You can see a similar feature on UnderArmour.com. Unfortunately, Under Armour requires you to click the “Load More” button to see additional content. Some websites are equipped with an auto-open mechanism that will show you more content without requiring a click.


Infinite Scrolling


5. A Floating “Add to Cart” Button
Similar to the Sticky Navigation tool, floating “Add to Cart” buttons allow your consumers to add products to their shopping cart regardless of where they are on the product page. Previously, users would scroll down to user reviews, product details, and other lower-page elements, and, in order to add the product to their cart, they’d have to scroll back to the top of the page. Now, companies such as Diesel.com let you see the product’s price, quantity, color options, and image as well as the “Add to Cart” button, regardless of where you are on the product page.


Floating Add to Cart


6. Use Fitts’ Law
I won’t bore you with the mathematics behind Fitts’ Law, but it’s essentially a theory that the larger and closer an object is to us, the more likely we are to interact with it. The same basic principle can be applied to e-commerce. If you want to guide users to product pages, shopping carts, and promotions, you should make those buttons large, colorful, and as close to the center-middle of the page as possible.


If you ignore Fitts’ Law, and you place tiny, black-and-white buttons along the rails or at the bottom of pages, you may lose out on potential purchasers. Don’t make this mistake.


Bass Pro


7. Display Customer Reviews and Testimonials
You don’t want customers coming to your website, viewing your products, and then heading to Amazon to check user reviews. After all, Amazon may sell the product cheaper or the customer may prefer the Amazon shopping experience to your website’s.

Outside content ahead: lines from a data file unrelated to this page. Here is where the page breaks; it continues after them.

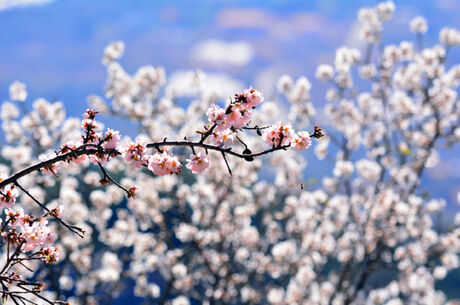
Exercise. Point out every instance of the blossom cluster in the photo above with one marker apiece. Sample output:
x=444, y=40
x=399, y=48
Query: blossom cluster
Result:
x=240, y=239
x=30, y=234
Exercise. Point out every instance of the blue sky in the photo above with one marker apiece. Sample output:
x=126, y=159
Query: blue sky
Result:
x=55, y=47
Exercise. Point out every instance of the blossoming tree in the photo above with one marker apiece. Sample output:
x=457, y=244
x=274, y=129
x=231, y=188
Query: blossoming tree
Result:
x=225, y=236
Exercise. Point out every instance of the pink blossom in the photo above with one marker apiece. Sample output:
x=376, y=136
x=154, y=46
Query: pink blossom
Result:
x=301, y=140
x=198, y=163
x=8, y=196
x=216, y=115
x=111, y=139
x=254, y=97
x=135, y=154
x=278, y=133
x=49, y=255
x=224, y=138
x=164, y=164
x=68, y=148
x=250, y=98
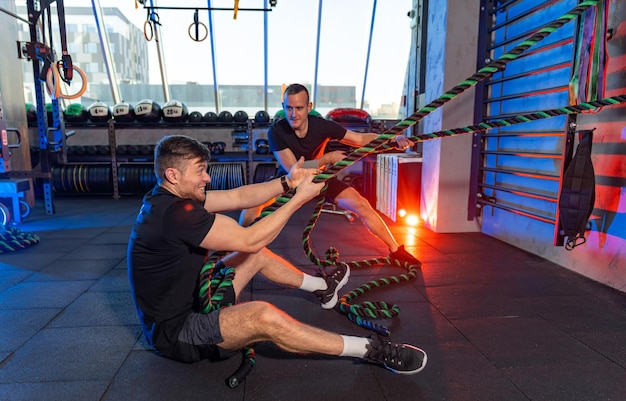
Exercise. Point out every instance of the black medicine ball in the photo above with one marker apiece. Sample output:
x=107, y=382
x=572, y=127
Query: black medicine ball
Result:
x=148, y=111
x=195, y=117
x=240, y=116
x=124, y=112
x=210, y=117
x=99, y=112
x=225, y=117
x=262, y=116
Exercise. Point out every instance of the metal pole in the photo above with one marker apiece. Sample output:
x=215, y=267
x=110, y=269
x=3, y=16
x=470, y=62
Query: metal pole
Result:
x=106, y=50
x=317, y=51
x=369, y=48
x=157, y=27
x=215, y=84
x=265, y=57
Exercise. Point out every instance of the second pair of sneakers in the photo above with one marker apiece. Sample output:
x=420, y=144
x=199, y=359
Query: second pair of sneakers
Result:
x=334, y=281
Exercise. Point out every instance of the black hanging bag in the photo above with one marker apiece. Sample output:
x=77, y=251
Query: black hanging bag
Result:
x=578, y=193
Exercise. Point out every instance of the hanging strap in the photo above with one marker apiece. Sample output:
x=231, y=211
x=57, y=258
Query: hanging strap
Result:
x=578, y=193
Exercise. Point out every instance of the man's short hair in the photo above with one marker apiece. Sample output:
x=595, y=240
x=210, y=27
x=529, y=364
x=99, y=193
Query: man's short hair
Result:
x=171, y=151
x=294, y=89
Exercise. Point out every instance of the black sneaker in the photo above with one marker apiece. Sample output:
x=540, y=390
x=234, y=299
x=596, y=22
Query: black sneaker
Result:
x=402, y=255
x=335, y=281
x=403, y=359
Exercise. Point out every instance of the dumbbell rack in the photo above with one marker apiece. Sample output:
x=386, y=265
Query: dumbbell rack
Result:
x=100, y=169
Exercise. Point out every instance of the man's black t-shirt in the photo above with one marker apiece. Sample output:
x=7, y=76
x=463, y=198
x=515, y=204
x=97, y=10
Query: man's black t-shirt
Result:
x=281, y=136
x=164, y=263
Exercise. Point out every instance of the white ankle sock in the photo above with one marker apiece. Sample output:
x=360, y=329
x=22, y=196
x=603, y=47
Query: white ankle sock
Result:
x=312, y=283
x=354, y=346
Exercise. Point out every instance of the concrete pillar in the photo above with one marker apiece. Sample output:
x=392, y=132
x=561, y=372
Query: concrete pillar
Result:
x=451, y=57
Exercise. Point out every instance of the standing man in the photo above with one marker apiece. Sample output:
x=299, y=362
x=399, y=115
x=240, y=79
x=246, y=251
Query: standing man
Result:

If you give your customers the ability to rate and review products, you’ll be able to fend off those cautious customers that need the assurance of other consumers before making a purchase. Most e-commerce tools make ratings and reviews easy to implement so don’t shy away from this practice.


Bose.com


8. Breadcrumb Checkout
When customers check out of your store, they like to know where in the process they are, how far from finishing they are, and how to easily go back without losing all of the data they already entered. Breadcrumb Checkout shows customers exactly where they are in the process by utilizing a linear navigation button design that allows consumers to click forward and backward from sign-in, payment options, shipping options, place order, or continue shopping. Without this layout, consumers may press the back button, see that their information isn’t logged, get frustrated, and leave the website.


Microsoft


9. 360-Degree Views
Ever purchase a seemingly modest jacket online only to realize it’s got a bedazzled rhinestone back? Well, when you returned that product, you wasted your own time, the vendor’s time, and you cost the company money. Don’t worry, it wasn’t your fault. More than likely, the vendor only had front- and side-view images of the jacket. Had he or she implemented 360-degree view images, you would have spotted those rhinestones and clicked the cancel button.


Don’t make this same mistake on your own website. In addition to letting customers zoom in on images, give them the option to rotate or view multiple angles of the image. This way, they’re not surprised when they open the delivery box and pull out a more complicated product than they were expecting.